Few people need “emergency” automotive services. I’m sure someone out there can come up with a convincing argument to the contrary, but compare that to having a heart attack or severe car accident – situations where you clearly need emergency medical services. Unlike buying a car, where you can go from dealership to dealership on your own time schedule until you get the price you want, you don’t necessarily have a choice of which hospital to go to during a medical emergency. There’s no bargain shopping when you have excruciating chest pain or life threatening injuries from a bad accident. And again, the inability to choose the services you need becomes even more pronounced during an emergency.

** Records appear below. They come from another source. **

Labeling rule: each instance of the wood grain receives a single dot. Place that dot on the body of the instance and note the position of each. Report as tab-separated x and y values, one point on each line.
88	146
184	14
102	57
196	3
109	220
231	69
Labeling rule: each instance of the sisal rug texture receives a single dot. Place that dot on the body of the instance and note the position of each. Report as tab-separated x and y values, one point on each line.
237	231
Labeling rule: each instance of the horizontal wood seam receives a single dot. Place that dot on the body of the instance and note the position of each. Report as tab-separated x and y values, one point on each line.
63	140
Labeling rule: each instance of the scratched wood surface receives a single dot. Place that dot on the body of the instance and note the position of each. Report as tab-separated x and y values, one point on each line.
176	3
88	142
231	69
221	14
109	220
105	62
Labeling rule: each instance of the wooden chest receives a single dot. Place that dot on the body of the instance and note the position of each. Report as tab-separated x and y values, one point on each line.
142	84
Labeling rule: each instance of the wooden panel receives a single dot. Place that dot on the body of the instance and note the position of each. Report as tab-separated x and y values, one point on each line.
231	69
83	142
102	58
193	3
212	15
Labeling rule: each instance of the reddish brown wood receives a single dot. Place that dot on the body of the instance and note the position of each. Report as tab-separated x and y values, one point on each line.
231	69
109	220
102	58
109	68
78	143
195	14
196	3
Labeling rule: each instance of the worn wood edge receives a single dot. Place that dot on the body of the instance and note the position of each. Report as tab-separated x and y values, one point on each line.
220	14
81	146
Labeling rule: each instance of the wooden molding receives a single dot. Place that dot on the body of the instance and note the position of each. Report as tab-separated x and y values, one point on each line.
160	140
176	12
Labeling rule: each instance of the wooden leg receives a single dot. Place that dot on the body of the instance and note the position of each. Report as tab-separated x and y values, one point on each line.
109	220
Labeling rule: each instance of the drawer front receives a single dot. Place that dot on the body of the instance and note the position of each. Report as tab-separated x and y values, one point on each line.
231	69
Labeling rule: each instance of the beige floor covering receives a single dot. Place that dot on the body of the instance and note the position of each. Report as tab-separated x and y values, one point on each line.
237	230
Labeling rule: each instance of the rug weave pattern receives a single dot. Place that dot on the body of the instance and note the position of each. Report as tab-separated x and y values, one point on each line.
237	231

Finally, I’ll end with something in support of Steven Brill. On page 2, he speaks about the chargemaster prices, and hospital executives at Stamford Hospital retort that “few people actually pay those rates”. And that’s true, few people pay the full price for medical services, in fact almost every insurance company pays a negotiated discounted reimbursement. But the sad irony is that people without insurance, those least able to pay, DO in fact pay full price. And as Brill goes on to mention in further sections of the article, these people are either unaware that they can negotiate those prices down or encounter hospitals unwilling to bargain. It would be equivalent to forcing the most needy to buy a GAP sweater at full price when everyone else is secretly getting it on sale.